One well-known, round-faced antihero was among the first to publicly scorn them: When Charlie Brown went to buy a tree in the 1965 classic A Charlie Brown Christmas, Lucy bossed, "Get the biggest aluminum tree you can find... maybe painted pink." But Chuck couldn't find meaning in cold metal. Instead, he dragged home a sorry, bent fir.

In Manitowoc, Wisconsin, far from where the Peanuts gang lives, artists Julie Lindemann and John Shimon side with Lucy in embracing the artificial icons. "They are as beautiful as the greatest Modernist sculpture," says Lindemann about these shiny artifacts of the early 1960s. "They were so new. They carried this feeling of optimism, that humans could come up with better solutions than nature."

Whether aluminum is superior to fir for conveying the holiday spirit is debatable, but the artificial trees are certainly simpler in structure and design than the forest variety. "The tree engineers' concern was to manufacture these things in the cheapest, easiest way," says Shimon. "The straightforwardness ended up creating beautiful objects."

Lindemann and Shimon rediscovered the aluminum trees of their childhood when they moved to Manitowoc in 1989 and began seeing them at rummage sales and thrift stores. Says Shimon, "At some point it occurred to me that maybe if a person had enough of these to set them together in kind of a forest, it would be an interesting display." Since then, the collaborators have amassed almost 40 trees, ranging from one-foot-tall "seedlings" to majestic seven-footers, as well as many of the accompanying rotating color projectors.

"Oh my God, to experience these trees!" Lindemann exclaims. "It's 50-below outside, and you come downstairs with a glass of champagne, and the lights are going, and the trees are creaking. The coldness of the aluminum and the white space and the howling wind late at night are very hypnotic."

In December 1958, Tom Gannon, a sales manager for the Aluminum Specialty Company, returned home to Manitowoc from a Ben Franklin store in Chicago with news of a hand-built metal tree. The small industrial city known as the Aluminum Cookware Capital of the World rose to the challenge, and Aluminum Specialty had a model ready for the next Christmas season. Soon thereafter, the company perfected the Evergleam, its most successful artificial tree. (Though Gannon insists, "We never sold artificial trees. We sold permanent trees.")

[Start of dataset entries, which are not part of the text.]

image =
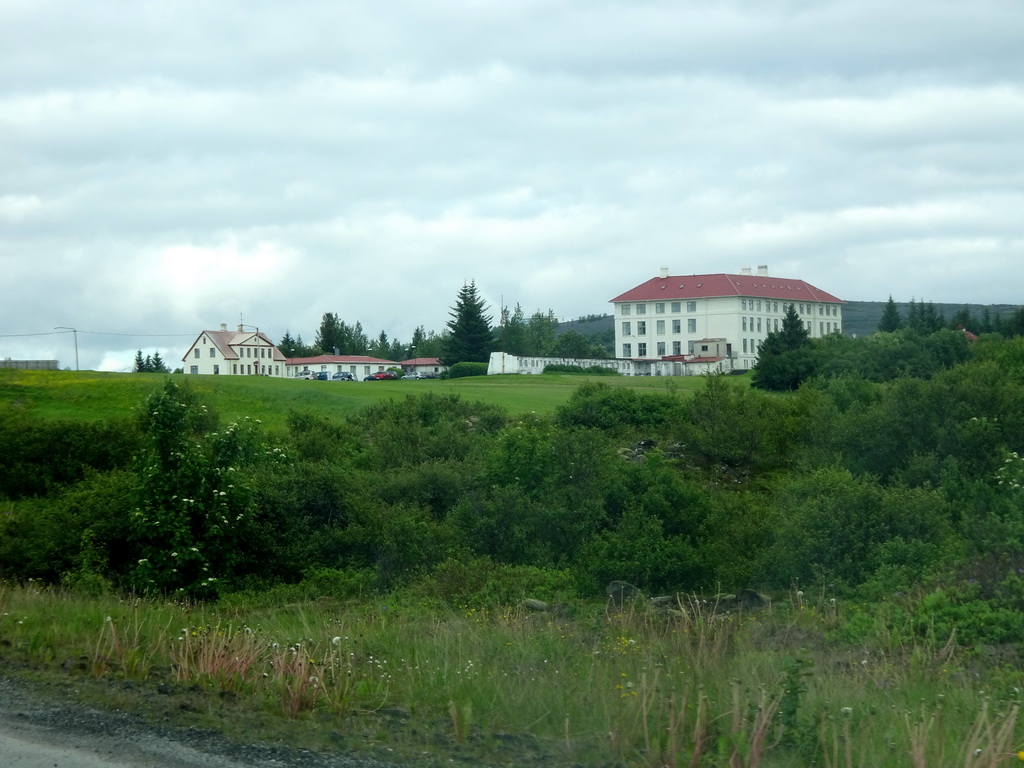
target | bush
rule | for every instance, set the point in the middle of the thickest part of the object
(462, 370)
(484, 584)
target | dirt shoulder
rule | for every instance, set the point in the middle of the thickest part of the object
(44, 725)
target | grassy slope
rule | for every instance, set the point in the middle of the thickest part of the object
(91, 395)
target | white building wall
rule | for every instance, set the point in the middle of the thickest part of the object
(743, 322)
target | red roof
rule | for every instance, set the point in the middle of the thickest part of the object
(329, 358)
(714, 286)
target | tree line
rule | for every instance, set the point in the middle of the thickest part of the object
(469, 336)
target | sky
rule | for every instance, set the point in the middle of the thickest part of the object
(167, 166)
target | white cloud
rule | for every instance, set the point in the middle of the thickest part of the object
(170, 167)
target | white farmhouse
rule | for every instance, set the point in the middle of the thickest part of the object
(239, 352)
(682, 320)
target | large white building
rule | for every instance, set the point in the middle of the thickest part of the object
(233, 353)
(677, 320)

The search for trees has led Lindemann and Shimon to some of the Aluminum Specialty employees who originally hand-tufted the metallic branches. "We went over to this woman's house to buy what might have been one of the earliest trees," Lindemann recalls, "and her mother [who used to work in the factory] was there, in her late eighties, hunched over in a chair. The sun was setting and they plugged the rotating light in, and the rest of the room was dark. This little old woman was telling us about making branches while the colored light twirled around."